Entranhamo-nos de fado, do nosso fado, dessa dor, anseio, nostalgia, sentimento de perda. Saudade do que foi – almas perdidas que somos nós.
A tendência portuguesa para a nostalgia é antiga, nasceu com Portugal. São heranças, antepassados, misturas culturais muitas que nos fizeram assim. Nós, portugueses, somos capazes de sentir falta até do que nunca tivemos.
A História portuguesa não é fácil de se entender: é repleta de histórias simples que não são fáceis de contar e de histórias complexas que nos passam ao lado. As que não são fáceis de contar estão carregadas de tristeza e dor, e ao mesmo tempo de felicidade e coisas maravilhosas, por isso trazemos na ideia um fascínio de ser português que não sabemos, propriamente, explicar.
Já o Almada Negreiros, em homenagem a Camões, sobre esta coisa lusitana de ser, dizia “É fado nosso / é nacional / não há portugueses / há Portugal. Pois: Portugal é assim uma nuvem e nós estamos todos lá dentro metidos. É uma nuvem que às vezes tem cor de chumbo e outras vezes não tem cor nenhuma, é só nuvem. Por vezes, deixa-nos encharcados, sem escapatória possível. E outras vezes, ainda, dissipa-se e deixa-nos ver a claridade, fica assim uma aura luminosa, como aqueles mistérios de Deus ou lá o que são aquelas cores brilhantes com raios que aparecem no céu. E a verdade é que de repente somos invadidos por uma alegria imensa, que, tal como acontece com as nostalgias, não sabemos explicar de onde veio.
O fado cantado mostra tudo isso: a saudade, a dor das coisas passadas, sobretudo das que não voltam mais. E os amores perdidos? Ah, esses dariam para escrever uma história inteira.
Muitos de nós, portugueses, não fazemos mais do que viver num passado de ilusões, à espera que tudo melhore por si. E, enquanto ficamos nessa modorra, fazemos tudo com muito queixume.
Hoje, a todo o momento, parece que avistamos os fantasmas que nos atormentaram, revivemos a república do medo, da humilhação. Não há uma censura declarada, mas há a velada, que, não raro, sabemos que aquele que diz o que pensa é posto de lado por outros, retirado da roda de conhecimentos de determinados grupos de pessoas, assim com muita frequência, que isto a nível social vai uma crise que nem vos digo!
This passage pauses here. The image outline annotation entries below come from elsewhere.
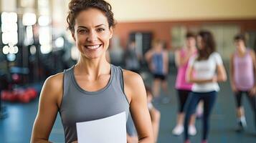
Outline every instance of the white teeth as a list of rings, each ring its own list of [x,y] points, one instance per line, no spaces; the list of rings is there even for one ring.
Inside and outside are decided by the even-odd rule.
[[[100,44],[98,45],[91,45],[91,46],[86,46],[85,47],[90,49],[94,49],[100,47]]]

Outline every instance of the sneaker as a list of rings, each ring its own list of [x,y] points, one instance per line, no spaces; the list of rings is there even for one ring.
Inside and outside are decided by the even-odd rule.
[[[240,119],[237,120],[237,125],[236,128],[237,132],[241,132],[246,128],[247,124],[246,124],[246,120],[245,117],[242,117]]]
[[[172,130],[172,134],[176,136],[181,135],[183,132],[184,131],[184,128],[181,125],[177,125],[175,128]]]
[[[196,134],[196,129],[194,125],[191,125],[189,127],[189,134],[191,136],[194,136]]]
[[[184,143],[190,143],[190,140],[189,139],[186,139]]]
[[[196,108],[196,116],[197,119],[200,119],[203,117],[204,109],[202,107],[198,106]]]
[[[163,99],[162,99],[162,100],[161,102],[162,104],[168,104],[168,103],[170,103],[171,99],[169,97],[163,97]]]
[[[207,143],[207,140],[202,140],[202,143]]]

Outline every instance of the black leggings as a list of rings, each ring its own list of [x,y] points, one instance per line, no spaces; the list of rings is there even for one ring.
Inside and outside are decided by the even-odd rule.
[[[212,111],[215,99],[217,97],[217,92],[209,92],[204,93],[198,93],[191,92],[189,94],[185,105],[185,120],[184,120],[184,138],[185,140],[189,139],[188,129],[189,120],[196,109],[198,103],[200,100],[204,102],[204,116],[203,122],[203,136],[202,140],[207,139],[209,130],[209,117]]]
[[[246,97],[247,97],[249,102],[251,104],[251,107],[252,107],[253,113],[255,114],[255,125],[256,127],[256,95],[250,95],[249,92],[238,91],[237,92],[234,92],[234,98],[236,99],[237,108],[242,107],[242,97],[243,93],[245,93],[246,94]]]
[[[177,95],[179,99],[179,112],[182,113],[184,112],[184,106],[186,102],[186,99],[189,97],[189,94],[191,91],[189,90],[182,90],[182,89],[177,89]]]

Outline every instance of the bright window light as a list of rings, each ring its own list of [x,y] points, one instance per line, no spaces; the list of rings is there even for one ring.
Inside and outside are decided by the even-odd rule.
[[[49,24],[49,17],[48,16],[41,16],[38,19],[39,26],[47,26]]]
[[[18,25],[16,23],[3,23],[1,24],[1,31],[9,32],[9,31],[17,31]]]
[[[4,53],[4,54],[9,54],[9,46],[4,46],[3,53]]]
[[[52,41],[52,34],[49,26],[39,28],[39,43],[41,45],[49,44]]]
[[[17,54],[19,52],[19,48],[18,46],[14,46],[14,54]]]
[[[42,54],[46,54],[52,51],[52,46],[49,44],[42,45],[40,46],[40,51]]]
[[[25,13],[23,14],[22,24],[24,26],[34,25],[37,22],[37,16],[33,13]]]
[[[15,61],[16,59],[16,55],[13,54],[7,54],[7,60],[9,61]]]
[[[14,49],[14,46],[10,46],[10,49],[9,49],[9,52],[10,53],[10,54],[15,54],[15,49]]]
[[[63,48],[63,46],[64,46],[63,37],[60,36],[60,37],[57,38],[54,41],[54,44],[56,46],[56,47],[57,47],[57,48]]]
[[[71,48],[71,59],[73,60],[78,60],[80,57],[80,54],[76,46],[73,46]]]
[[[32,44],[34,43],[32,26],[27,26],[26,36],[24,43],[26,46]]]
[[[16,45],[18,43],[18,33],[16,31],[3,33],[2,41],[4,44]]]

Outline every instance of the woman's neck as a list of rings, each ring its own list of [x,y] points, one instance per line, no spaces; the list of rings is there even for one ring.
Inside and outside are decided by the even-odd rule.
[[[245,54],[246,53],[246,48],[245,48],[245,46],[239,47],[239,48],[237,49],[237,52],[238,52],[238,54],[240,55],[240,56],[245,55]]]
[[[100,75],[110,73],[110,64],[105,57],[88,59],[81,56],[75,65],[75,69],[78,74],[90,75],[97,79]]]

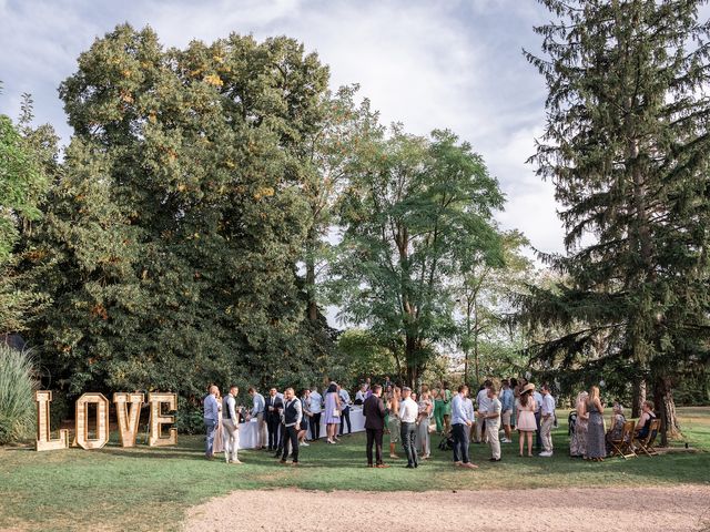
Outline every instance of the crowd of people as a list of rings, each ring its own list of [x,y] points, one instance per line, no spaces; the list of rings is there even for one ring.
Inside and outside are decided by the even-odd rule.
[[[362,406],[365,419],[367,467],[387,468],[384,461],[384,436],[389,436],[389,458],[399,459],[397,446],[406,458],[406,468],[418,468],[420,460],[432,457],[432,434],[442,436],[443,449],[450,448],[456,467],[475,469],[469,446],[488,444],[491,462],[501,459],[500,444],[513,443],[513,431],[518,432],[520,457],[549,458],[554,453],[552,429],[557,426],[556,400],[548,385],[538,390],[526,379],[503,379],[498,388],[486,380],[475,397],[466,385],[452,391],[447,382],[430,388],[422,385],[418,393],[399,387],[385,378],[373,385],[371,379],[361,383],[351,400],[348,391],[336,382],[323,390],[304,389],[297,397],[293,388],[283,392],[271,388],[264,397],[256,388],[248,388],[252,407],[236,405],[239,388],[230,387],[220,397],[211,386],[204,400],[206,426],[205,454],[213,459],[224,452],[227,463],[242,463],[237,450],[240,421],[257,423],[256,449],[274,452],[282,463],[298,464],[298,450],[310,441],[321,439],[321,423],[325,424],[325,441],[337,444],[345,430],[352,433],[351,407]],[[611,427],[605,430],[604,403],[599,388],[579,393],[570,420],[570,456],[600,461],[609,444],[620,437],[626,423],[623,408],[613,405]],[[642,438],[655,419],[653,405],[647,401],[637,423],[636,437]],[[347,429],[346,429],[347,427]],[[503,433],[503,437],[500,437]]]

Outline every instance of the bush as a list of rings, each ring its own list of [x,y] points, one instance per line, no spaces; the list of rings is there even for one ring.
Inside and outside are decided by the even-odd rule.
[[[178,432],[181,434],[200,434],[204,432],[202,412],[202,405],[178,397],[178,412],[175,413]]]
[[[30,356],[0,345],[0,444],[32,436],[36,387]]]

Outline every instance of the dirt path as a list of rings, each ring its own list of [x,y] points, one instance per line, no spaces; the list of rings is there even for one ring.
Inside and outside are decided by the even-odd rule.
[[[710,531],[710,487],[395,492],[235,491],[187,531]]]

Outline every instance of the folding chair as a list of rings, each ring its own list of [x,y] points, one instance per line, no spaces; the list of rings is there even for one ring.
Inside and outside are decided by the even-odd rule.
[[[621,457],[625,460],[631,457],[638,457],[633,450],[633,446],[631,444],[631,440],[633,439],[633,421],[627,421],[623,423],[621,437],[618,440],[609,439],[609,444],[611,446],[610,454],[612,457]]]
[[[655,419],[651,421],[648,428],[648,434],[646,438],[636,442],[638,444],[638,449],[640,449],[647,457],[656,457],[658,456],[658,451],[653,448],[653,443],[656,442],[656,437],[658,436],[658,431],[661,429],[661,420]]]

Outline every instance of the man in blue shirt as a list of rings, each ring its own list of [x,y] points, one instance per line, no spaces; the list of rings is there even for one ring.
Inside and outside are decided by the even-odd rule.
[[[207,460],[212,460],[214,457],[213,444],[214,436],[217,431],[217,423],[220,422],[220,411],[217,407],[217,393],[220,389],[212,385],[210,387],[210,393],[204,398],[204,424],[207,429],[207,439],[205,440],[204,454]]]
[[[266,446],[266,424],[264,422],[264,410],[266,408],[266,401],[256,388],[253,386],[248,389],[248,395],[252,396],[252,410],[248,413],[250,419],[256,418],[256,430],[258,431],[258,439],[256,442],[256,449],[265,449]]]
[[[353,433],[353,426],[351,424],[351,395],[345,388],[337,387],[337,396],[341,398],[341,434],[343,436],[343,429],[347,423],[347,436]]]
[[[542,407],[542,393],[537,390],[532,391],[532,399],[535,399],[535,422],[537,423],[537,430],[535,431],[535,450],[539,451],[542,447],[542,438],[540,437],[540,408]]]
[[[513,395],[513,390],[510,389],[510,382],[508,379],[503,379],[503,389],[500,390],[500,396],[498,399],[500,400],[501,411],[500,415],[503,421],[503,430],[505,431],[505,437],[500,440],[501,443],[510,443],[513,440],[510,439],[510,417],[513,416],[513,405],[515,402],[515,396]]]
[[[468,387],[458,387],[458,393],[452,401],[452,433],[454,436],[454,466],[475,469],[477,466],[470,463],[468,459],[468,440],[470,427],[474,424],[473,405],[468,405],[466,397]]]

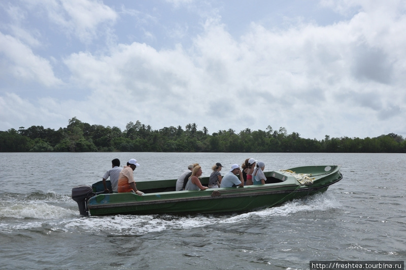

Isto faz-me pensar que Portugal esteve sempre mergulhado em crises, crises de variadas naturezas. É fado nosso, é português.
Lembro-me de ter assistido recentemente ao programa que o Bourdain realizou em Lisboa, em que, tendo entrevistado o Lobo Antunes, se referia a ele como um “velho homem” que tape a boca e baixe o tom de voz, com medo ainda de ser ouvido pela PIDE. Nós sabemos que o Lobo Antunes gosta de falar baixinho e por vezes assim entredentes, mas o viajante e apresentador de televisão americano fez esse retrato de nós. E não andará muito longe da verdade.
Fiquemos com mais um pouco de Camões na voz de Amália, que assim vão os nossos fados:
Triste quero viver, pois
se mudou
em tristeza a alegria do passado.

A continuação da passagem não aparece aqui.